- Born: United States
- Occupations: Film director, actor

= Will Wallace =

American film director and actor

Will Wallace is an American film director and actor. He directed Spanish Fly, Red Wing, ‘’Trafficked’’ and Cake: A Wedding Story.

==Early life==
Wallace graduated from Kent School in 1984.

== Career ==
As an actor, Will Wallace received his first role playing a flight attendant opposite of Shirley MacLaine in The Evening Star in 1996. He had a number of guest starring roles in television shows such as, Beverly Hills, 90210 in 1998 where he played Barry. The following year he was cast in Baywatch in 1999 where he played Sam. That same year he was cast as Lieutenant Chadway in Pensacola: Wings of Gold.

In 1998, Wallace booked the role of Private Hoke in Terrance Malick’s film, The Thin Red Line. In 2001, he played Bill Carpenter, husband to Laura Dern’s character Randy in the movie I Am Sam.

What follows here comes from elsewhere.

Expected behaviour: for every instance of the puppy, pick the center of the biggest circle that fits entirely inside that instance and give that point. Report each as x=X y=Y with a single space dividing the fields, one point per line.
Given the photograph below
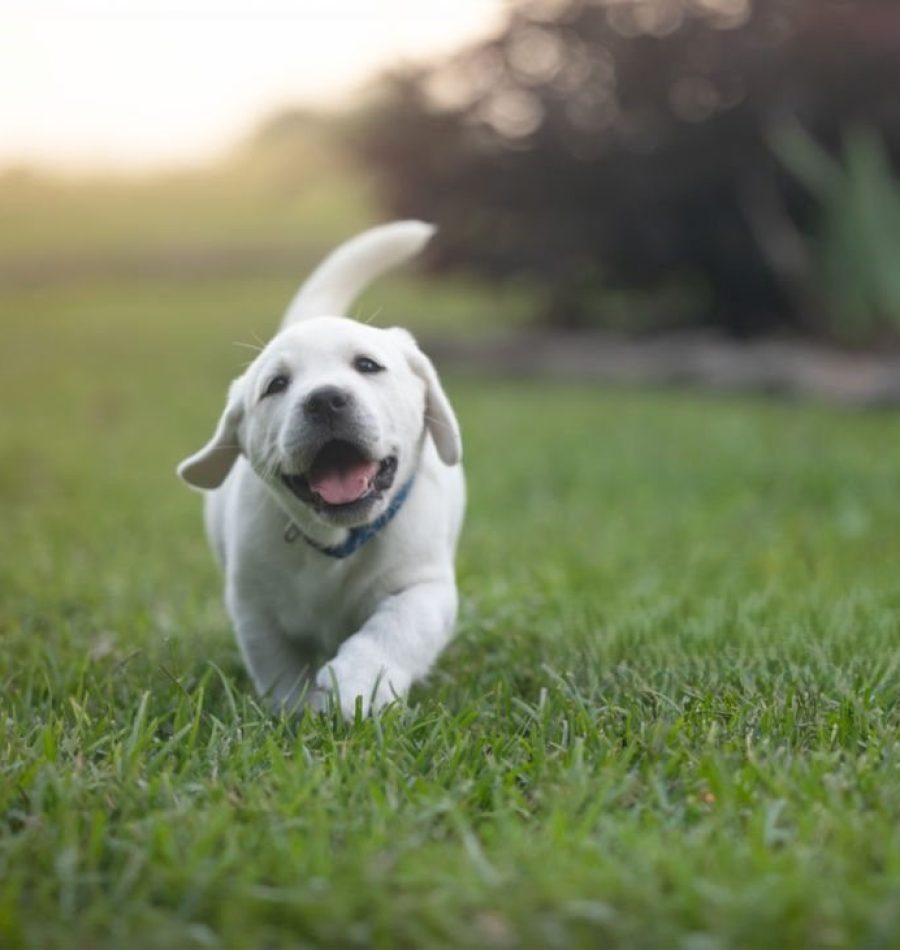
x=336 y=496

In 2013, Will Wallace produced and directed Red Wing, which was an adaptation from the French novella François le Champi by George Sand. It is set in a small town in Texas. In the film, a young boy is taken in by a foster family and grows up to fall in love with his foster mother. It was released by Warner Brothers. Wallace was awarded the first Key to the City of Corsicana, Texas on October 18, 2018 after producing the film Warning Shot in the city.